Nationally, however, the AFL-CIO--to which the NEA is not affiliated--has issued a letter to all affiliated bodies urging them not to endorse the MWM. "While we may agree with many of the aims and issues of the March, the AFL-CIO is NOT a co-sponsor of this effort and we will not be devoting resources or energies toward mobilizing demonstrations this fall," the federation said in a statement.

"What we have learned is that the rank and file really wants this," said Clarence Thomas, former secretary-treasurer of ILWU Local 10 and co-chair of the MWM. "The rank and file understand the importance of organizing in our own name, and to demonstrate our solidarity while empowering ourselves by having a major demonstration before the elections."

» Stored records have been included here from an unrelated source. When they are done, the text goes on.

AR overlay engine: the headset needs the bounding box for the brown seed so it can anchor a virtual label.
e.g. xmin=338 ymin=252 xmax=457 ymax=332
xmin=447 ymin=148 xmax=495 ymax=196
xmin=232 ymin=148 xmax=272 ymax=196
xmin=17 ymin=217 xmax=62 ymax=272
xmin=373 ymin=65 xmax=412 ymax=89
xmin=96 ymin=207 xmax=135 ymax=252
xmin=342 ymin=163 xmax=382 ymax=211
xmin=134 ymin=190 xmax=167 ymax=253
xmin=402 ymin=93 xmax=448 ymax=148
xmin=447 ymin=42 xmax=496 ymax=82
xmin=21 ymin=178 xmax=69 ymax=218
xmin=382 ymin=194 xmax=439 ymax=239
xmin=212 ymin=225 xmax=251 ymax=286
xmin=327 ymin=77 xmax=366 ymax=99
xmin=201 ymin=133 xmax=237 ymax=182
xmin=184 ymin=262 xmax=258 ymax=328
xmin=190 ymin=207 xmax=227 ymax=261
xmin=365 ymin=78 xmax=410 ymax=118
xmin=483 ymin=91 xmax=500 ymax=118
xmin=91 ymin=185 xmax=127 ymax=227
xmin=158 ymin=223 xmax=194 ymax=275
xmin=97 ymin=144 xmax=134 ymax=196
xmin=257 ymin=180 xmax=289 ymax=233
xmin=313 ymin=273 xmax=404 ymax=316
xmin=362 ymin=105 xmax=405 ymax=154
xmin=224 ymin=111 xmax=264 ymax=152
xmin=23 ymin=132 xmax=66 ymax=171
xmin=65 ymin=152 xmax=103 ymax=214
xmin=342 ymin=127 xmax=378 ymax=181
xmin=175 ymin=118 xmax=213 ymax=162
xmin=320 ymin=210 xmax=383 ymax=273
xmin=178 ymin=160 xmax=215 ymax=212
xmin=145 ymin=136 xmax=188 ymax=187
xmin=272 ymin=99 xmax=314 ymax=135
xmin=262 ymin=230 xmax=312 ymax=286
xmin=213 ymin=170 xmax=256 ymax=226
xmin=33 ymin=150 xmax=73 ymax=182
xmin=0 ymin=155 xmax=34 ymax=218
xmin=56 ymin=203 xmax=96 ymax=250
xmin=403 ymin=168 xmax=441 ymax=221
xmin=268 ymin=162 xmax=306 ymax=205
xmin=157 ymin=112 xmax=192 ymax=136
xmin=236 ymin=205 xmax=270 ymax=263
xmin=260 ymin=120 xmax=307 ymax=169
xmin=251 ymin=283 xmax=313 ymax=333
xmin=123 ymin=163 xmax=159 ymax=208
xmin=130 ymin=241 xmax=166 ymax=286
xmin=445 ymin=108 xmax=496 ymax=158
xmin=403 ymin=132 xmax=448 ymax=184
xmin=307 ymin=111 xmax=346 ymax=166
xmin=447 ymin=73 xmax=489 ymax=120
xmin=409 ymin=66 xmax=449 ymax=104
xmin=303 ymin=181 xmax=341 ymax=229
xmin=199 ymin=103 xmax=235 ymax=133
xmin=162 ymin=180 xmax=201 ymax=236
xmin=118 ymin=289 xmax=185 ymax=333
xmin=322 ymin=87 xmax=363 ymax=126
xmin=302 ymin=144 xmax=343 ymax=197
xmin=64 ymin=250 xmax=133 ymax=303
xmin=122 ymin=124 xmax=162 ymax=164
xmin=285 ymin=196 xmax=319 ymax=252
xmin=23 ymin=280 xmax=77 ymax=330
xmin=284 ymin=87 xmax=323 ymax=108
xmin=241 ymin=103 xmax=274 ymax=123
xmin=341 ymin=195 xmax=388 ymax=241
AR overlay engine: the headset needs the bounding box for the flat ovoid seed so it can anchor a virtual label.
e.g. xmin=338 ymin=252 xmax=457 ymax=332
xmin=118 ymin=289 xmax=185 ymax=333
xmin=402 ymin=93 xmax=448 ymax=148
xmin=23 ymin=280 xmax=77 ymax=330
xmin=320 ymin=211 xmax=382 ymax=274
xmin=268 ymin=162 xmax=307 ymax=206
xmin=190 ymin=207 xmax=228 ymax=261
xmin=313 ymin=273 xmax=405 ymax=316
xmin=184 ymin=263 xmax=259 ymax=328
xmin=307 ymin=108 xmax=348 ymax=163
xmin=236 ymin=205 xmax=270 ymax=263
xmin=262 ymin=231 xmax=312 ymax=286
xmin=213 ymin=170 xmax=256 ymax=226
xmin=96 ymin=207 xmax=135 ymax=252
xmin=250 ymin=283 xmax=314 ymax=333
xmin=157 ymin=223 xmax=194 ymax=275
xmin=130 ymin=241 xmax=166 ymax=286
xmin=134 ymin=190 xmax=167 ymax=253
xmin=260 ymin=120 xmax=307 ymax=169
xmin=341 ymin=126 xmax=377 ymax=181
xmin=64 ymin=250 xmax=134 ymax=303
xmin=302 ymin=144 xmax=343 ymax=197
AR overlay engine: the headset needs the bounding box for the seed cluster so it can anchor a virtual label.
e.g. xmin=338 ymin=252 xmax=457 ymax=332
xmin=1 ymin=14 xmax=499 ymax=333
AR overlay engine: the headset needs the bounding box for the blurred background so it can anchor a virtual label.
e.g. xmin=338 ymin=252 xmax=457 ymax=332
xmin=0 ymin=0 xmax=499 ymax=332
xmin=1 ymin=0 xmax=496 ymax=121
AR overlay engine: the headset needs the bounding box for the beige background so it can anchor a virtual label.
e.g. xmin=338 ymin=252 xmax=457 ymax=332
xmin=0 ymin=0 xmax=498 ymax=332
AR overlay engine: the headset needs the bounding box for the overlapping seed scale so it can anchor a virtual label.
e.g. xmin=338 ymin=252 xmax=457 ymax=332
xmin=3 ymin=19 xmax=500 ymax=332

But labor leaders are adamantly opposed. "Many of those who head labor unions are very much connected to the Democratic Party and, as such, don't want to see this kind of demonstration take place before the elections," Thomas said. "And one of the reasons why they don't is that they really don't want to mobilize workers. What they want is to follow the directions from the Democratic Party in terms of money, voter, registration, precinct walking and phone banking --and that's it.

"They don't want us to be putting any demands on Sen. [John] Kerry, or mobilize before the elections, or put forward our own agenda. You mean we have to give all our money to Kerry and not put forward an agenda for working people? The Democratic Party has not been addressing an agenda for workers and has not done so for many years."

While the MWM won't draw anything approaching a million workers, it's emerging as a rallying point for labor activists and officials who are attempting to rebuild a progressive current within the unions. One such group, U.S. Labor Against the War, has tabled the issue pending further discussion.

In the meantime, leading left-wing intellectuals and activists have signed on, including Noam Chomsky, Howard Zinn and Danny Glover. A range of socialist and left-wing organizations, including the ISO, have also endorsed.

The demands of the MWM include: a national living wage, protection and enhancement of Social Security, guaranteed pensions, the cancellation of all corporate "free" trade agreements, an end to privatization, for workers' right to organize and for a repeal of Taft Hartley and all anti-labor legislation, funding public education, rebuilding the decaying inner cities, progressive taxation, repeal of the USA PATRIOT Act, Anti-Terrorism Act, slashing the military budget, and more.